From "What to Eat?" to Perfect Recipe: ChefMind's Chain-of-Exploration for Ambiguous User Intent in Recipe Recommendation

📝 Paper Summary

Modularized RAG pipeline Personalized Recommendation

ChefMind is a hybrid recipe recommendation system that uses a Chain of Exploration to refine ambiguous queries into structured conditions, combining Knowledge Graphs for semantic accuracy and RAG for contextual details.

Core Problem

Personalized recipe recommendation struggles with fuzzy user intent (e.g., 'healthy comfort food'), lack of semantic accuracy, and insufficient detail coverage when using isolated technologies.

Why it matters:

LLMs alone suffer from hallucinations, inventing non-existent recipes or unsafe cooking instructions
Knowledge Graphs lack adaptability to dynamic, unstructured user queries despite their semantic precision
RAG relies heavily on retrieval quality and often fails to capture structured constraints like dietary restrictions

Concrete Example: A user asks for 'something healthy and home-style'. A keyword search might fail to find matches. An LLM might hallucinate a dish. ChefMind's CoE module refines this into structured conditions (Health=True, Tag=Home-style) for the KG, while RAG fetches specific cooking tips.

Key Novelty

Chain of Exploration (CoE) + Hybrid Retrieval (KG + RAG)

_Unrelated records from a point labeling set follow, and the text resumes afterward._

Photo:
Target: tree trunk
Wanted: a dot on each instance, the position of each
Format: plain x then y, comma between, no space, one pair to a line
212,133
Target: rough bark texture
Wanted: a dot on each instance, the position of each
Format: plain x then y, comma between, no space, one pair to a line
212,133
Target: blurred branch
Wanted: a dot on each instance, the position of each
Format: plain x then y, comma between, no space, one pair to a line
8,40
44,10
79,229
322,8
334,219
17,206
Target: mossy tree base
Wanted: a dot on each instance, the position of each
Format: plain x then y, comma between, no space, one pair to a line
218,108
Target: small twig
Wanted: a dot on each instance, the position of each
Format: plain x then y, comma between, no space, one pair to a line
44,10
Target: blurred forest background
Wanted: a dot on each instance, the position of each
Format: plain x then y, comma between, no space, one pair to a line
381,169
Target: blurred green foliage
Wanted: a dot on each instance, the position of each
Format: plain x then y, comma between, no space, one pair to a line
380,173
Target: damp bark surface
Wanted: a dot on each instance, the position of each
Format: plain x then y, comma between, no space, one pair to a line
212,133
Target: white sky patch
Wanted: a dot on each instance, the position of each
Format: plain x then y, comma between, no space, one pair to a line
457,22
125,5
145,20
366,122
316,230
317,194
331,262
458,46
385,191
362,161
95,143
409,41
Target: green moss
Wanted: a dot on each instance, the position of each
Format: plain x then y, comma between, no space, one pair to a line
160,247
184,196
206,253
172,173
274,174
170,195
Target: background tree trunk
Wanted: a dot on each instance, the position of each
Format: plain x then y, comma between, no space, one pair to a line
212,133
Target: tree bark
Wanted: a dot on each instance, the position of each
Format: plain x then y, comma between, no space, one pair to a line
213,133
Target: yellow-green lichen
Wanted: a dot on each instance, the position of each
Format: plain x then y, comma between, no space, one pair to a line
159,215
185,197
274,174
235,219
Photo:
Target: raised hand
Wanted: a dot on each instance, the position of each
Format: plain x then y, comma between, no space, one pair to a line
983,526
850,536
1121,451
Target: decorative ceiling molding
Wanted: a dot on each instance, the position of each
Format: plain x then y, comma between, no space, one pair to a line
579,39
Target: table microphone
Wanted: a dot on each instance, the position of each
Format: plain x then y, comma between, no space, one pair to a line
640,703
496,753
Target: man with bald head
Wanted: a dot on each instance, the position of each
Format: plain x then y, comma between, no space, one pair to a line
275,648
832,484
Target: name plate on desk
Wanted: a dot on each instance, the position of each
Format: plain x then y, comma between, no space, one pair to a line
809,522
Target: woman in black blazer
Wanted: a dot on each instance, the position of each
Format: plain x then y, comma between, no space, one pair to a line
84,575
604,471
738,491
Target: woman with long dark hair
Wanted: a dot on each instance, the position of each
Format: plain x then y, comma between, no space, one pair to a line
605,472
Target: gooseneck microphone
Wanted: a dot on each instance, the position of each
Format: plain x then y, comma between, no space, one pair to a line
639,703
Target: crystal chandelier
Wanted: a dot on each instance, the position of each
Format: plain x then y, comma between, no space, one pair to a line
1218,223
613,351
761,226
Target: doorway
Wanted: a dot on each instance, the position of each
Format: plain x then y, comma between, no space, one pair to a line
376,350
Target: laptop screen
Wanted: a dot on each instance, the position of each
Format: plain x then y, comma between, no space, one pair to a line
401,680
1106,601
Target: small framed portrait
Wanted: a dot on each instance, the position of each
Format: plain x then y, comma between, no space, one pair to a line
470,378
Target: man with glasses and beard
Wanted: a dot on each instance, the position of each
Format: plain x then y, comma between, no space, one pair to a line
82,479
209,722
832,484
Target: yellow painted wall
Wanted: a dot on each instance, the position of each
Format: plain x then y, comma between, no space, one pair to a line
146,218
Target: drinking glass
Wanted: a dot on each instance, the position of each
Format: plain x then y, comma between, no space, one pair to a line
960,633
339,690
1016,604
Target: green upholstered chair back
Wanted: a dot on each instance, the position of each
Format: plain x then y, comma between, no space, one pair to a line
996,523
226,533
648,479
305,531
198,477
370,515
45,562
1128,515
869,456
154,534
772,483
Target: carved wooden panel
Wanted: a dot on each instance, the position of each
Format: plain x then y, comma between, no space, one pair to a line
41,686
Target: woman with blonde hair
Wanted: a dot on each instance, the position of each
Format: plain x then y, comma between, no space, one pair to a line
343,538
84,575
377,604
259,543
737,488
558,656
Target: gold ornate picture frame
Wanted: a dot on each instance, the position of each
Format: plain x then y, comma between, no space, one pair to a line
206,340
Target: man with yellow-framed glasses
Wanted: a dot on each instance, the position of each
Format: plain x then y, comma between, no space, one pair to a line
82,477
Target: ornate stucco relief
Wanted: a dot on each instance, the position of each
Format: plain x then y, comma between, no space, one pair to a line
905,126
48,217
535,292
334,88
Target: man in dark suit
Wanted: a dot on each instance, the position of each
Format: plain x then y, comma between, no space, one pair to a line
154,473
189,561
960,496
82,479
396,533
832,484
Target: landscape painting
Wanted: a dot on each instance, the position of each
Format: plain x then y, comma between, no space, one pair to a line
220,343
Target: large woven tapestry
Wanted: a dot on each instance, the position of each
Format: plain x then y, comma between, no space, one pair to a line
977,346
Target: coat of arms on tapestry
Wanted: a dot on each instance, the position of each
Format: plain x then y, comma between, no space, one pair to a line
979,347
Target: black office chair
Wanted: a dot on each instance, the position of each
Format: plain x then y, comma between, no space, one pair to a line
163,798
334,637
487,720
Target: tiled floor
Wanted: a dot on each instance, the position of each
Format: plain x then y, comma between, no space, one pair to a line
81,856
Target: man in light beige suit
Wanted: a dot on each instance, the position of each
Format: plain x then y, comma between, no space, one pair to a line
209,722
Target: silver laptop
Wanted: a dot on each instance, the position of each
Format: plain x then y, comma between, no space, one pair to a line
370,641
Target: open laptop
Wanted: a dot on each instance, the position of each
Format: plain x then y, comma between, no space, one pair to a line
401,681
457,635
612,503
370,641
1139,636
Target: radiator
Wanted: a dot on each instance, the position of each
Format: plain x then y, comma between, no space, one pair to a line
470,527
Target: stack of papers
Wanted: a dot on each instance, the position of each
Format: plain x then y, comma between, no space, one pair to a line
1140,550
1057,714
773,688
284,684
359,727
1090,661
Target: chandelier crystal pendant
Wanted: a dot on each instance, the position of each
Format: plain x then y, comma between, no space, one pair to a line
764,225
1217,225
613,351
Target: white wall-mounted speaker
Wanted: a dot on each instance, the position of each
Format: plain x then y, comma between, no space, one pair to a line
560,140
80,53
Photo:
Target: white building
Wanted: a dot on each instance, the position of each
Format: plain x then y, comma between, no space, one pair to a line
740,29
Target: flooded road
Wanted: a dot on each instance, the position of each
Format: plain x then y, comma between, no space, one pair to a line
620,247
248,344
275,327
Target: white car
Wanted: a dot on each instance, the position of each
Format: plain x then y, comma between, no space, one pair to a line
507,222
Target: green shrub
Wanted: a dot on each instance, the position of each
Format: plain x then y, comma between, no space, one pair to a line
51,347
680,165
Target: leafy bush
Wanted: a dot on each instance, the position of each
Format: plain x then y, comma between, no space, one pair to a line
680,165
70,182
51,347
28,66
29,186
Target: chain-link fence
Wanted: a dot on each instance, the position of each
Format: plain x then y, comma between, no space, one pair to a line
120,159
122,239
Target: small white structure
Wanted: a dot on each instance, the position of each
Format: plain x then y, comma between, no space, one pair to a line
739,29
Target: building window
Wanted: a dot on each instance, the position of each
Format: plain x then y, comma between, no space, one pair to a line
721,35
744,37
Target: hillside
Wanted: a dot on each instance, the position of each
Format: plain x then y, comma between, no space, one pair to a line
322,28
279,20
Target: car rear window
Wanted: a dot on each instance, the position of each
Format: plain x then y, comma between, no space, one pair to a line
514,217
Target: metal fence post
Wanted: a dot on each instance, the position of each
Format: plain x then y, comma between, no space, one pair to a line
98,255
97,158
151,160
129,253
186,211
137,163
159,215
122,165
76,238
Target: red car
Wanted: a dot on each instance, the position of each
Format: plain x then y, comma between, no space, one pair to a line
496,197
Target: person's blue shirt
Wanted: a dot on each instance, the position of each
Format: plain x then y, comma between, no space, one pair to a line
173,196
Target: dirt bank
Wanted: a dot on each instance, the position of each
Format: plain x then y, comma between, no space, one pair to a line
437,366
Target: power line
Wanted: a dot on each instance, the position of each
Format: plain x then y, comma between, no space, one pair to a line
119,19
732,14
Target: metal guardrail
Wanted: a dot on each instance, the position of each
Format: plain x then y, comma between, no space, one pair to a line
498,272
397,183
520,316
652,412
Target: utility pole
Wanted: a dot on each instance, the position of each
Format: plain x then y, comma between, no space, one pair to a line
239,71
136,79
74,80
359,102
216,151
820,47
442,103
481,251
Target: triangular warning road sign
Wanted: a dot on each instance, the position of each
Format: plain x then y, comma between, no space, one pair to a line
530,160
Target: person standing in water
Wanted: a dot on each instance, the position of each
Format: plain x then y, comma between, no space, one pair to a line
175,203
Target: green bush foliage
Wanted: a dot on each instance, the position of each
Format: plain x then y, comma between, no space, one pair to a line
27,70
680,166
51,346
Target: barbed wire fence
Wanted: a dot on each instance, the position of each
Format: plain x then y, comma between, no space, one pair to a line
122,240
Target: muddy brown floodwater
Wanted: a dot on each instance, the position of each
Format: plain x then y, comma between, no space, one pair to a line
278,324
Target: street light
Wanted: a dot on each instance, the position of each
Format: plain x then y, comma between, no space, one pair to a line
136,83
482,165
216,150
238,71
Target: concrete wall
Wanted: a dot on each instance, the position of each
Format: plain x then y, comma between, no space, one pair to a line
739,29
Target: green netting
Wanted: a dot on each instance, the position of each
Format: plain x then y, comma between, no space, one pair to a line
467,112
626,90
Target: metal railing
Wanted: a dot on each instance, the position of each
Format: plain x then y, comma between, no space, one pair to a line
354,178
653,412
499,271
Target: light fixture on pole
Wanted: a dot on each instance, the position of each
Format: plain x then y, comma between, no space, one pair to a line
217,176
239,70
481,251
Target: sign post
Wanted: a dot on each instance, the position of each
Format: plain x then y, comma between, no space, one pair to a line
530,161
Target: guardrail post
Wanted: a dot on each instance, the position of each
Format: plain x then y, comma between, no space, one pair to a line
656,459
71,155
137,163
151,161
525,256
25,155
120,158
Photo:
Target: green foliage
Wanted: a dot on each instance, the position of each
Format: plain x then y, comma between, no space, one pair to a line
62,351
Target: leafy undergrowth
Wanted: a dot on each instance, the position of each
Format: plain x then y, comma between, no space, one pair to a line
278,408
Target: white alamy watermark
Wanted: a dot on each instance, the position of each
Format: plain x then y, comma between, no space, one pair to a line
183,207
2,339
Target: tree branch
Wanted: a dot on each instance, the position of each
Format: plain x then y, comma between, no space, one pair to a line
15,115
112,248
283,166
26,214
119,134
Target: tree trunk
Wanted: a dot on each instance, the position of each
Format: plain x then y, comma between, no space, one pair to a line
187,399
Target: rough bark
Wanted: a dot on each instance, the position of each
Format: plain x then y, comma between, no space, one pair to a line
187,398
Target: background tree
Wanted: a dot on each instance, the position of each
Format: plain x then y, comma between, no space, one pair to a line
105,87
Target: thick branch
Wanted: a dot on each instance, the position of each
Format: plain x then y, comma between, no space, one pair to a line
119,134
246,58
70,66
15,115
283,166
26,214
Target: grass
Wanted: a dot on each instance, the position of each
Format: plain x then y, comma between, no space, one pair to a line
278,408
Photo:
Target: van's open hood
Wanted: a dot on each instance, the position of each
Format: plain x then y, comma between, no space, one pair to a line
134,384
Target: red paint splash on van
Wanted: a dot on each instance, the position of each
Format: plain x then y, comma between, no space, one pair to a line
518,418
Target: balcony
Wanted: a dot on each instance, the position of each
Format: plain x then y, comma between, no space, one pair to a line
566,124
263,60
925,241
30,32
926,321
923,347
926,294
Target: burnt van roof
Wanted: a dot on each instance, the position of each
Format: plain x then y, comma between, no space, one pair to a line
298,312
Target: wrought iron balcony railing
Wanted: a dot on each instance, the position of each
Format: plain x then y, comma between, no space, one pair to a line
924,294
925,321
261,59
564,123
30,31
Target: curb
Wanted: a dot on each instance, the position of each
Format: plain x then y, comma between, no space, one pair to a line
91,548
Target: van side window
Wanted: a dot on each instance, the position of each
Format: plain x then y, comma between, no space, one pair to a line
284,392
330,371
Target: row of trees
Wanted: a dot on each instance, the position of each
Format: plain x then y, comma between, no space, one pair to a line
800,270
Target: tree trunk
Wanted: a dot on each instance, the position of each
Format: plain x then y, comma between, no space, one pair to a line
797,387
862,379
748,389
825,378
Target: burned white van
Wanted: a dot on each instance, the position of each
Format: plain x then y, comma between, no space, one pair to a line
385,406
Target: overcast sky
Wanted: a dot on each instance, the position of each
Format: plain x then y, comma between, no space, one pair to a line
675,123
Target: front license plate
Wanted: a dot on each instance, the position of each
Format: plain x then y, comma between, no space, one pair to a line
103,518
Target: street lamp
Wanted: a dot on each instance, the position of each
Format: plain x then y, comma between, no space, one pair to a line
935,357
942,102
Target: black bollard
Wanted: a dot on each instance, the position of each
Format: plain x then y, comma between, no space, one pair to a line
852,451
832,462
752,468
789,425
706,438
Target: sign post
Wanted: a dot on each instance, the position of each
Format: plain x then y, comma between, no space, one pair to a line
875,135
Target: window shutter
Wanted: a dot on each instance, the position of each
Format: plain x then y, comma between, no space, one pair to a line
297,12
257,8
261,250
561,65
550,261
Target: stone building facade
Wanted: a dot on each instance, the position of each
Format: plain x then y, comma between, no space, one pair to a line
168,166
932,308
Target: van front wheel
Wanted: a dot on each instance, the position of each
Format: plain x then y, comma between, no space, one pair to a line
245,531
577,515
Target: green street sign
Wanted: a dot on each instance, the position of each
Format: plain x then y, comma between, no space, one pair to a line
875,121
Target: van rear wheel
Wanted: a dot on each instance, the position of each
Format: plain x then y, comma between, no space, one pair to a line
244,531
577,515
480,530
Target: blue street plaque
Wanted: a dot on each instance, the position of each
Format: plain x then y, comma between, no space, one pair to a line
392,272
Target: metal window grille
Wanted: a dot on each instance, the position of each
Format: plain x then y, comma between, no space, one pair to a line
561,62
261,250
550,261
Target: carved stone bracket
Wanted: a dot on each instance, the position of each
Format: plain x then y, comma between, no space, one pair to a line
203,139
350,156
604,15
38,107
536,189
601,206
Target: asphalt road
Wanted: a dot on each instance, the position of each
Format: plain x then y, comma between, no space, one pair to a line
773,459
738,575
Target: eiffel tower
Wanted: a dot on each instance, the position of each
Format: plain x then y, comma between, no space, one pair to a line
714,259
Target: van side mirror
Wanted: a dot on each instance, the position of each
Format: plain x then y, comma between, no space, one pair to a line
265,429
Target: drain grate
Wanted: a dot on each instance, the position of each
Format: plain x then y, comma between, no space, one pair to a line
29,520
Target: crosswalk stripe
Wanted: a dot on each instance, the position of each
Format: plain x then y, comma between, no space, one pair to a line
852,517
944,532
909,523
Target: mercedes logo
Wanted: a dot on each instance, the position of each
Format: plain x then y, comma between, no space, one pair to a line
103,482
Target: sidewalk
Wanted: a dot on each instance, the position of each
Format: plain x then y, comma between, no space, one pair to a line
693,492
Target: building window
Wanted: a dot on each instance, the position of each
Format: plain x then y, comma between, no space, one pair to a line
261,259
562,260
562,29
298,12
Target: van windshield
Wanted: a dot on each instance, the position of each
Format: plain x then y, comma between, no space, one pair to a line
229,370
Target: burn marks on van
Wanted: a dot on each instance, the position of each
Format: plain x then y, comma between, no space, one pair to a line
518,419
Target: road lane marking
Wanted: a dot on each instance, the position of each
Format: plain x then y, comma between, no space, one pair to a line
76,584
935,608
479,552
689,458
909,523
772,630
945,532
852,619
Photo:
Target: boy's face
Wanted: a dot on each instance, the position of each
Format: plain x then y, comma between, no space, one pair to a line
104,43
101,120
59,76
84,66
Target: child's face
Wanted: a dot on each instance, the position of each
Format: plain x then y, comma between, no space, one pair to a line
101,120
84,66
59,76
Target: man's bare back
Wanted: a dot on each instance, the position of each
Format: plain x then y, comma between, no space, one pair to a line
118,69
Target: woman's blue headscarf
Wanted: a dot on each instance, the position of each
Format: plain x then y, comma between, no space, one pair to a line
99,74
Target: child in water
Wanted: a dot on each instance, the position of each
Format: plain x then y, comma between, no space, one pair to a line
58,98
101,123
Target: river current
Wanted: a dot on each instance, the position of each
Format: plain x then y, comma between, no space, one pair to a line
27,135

Introduces a 'Chain of Exploration' (CoE) module acting as an intelligent frontend that progressively refines ambiguous queries into structured database constraints
Integrates structured semantic reasoning (Knowledge Graph) with unstructured context retrieval (RAG) in a unified loop, where the KG handles hard constraints and RAG provides rich details

Architecture

The overall framework of ChefMind, illustrating the flow from User to CoE, then branching to KG and RAG, and converging at the LLM

Evaluation Highlights

Achieves an average score of 8.7/10 across accuracy, relevance, completeness, and clarity, outperforming LLM+RAG (6.7) and LLM+KG (6.4)
Reduces unprocessed queries to 1.6% (2 queries), significantly lower than LLM+KG (25.6%) and LLM+RAG (17.1%)
Demonstrates superior robustness in handling fuzzy demands, with only 1 unprocessed query in challenging batches where baselines failed on 4-5 queries

Breakthrough Assessment

7/10

Solid engineering integration of CoE, KG, and RAG for a specific domain. While the components are known, the specific hybrid architecture effectively solves the 'fuzzy intent' problem in recommendation, showing strong empirical gains.

⚙️ Technical Details

Problem Definition

Setting: Recipe recommendation given user queries (explicit or ambiguous)

Inputs: Natural language user query Q

Outputs: Natural language recommendation R_final containing recipe names, reasons, and cooking details

Pipeline Flow

Input Processing: Chain of Exploration (CoE) parses query
Retrieval & Selection: Knowledge Graph (KG) retrieval + RAG vector retrieval
Generation: LLM Integration

System Modules

Chain of Exploration (CoE)

Parse fuzzy demands into structured conditions; acts as entry point

Model or implementation: Rule-based progressive search logic

Knowledge Graph (KG) (Retrieval & Selection)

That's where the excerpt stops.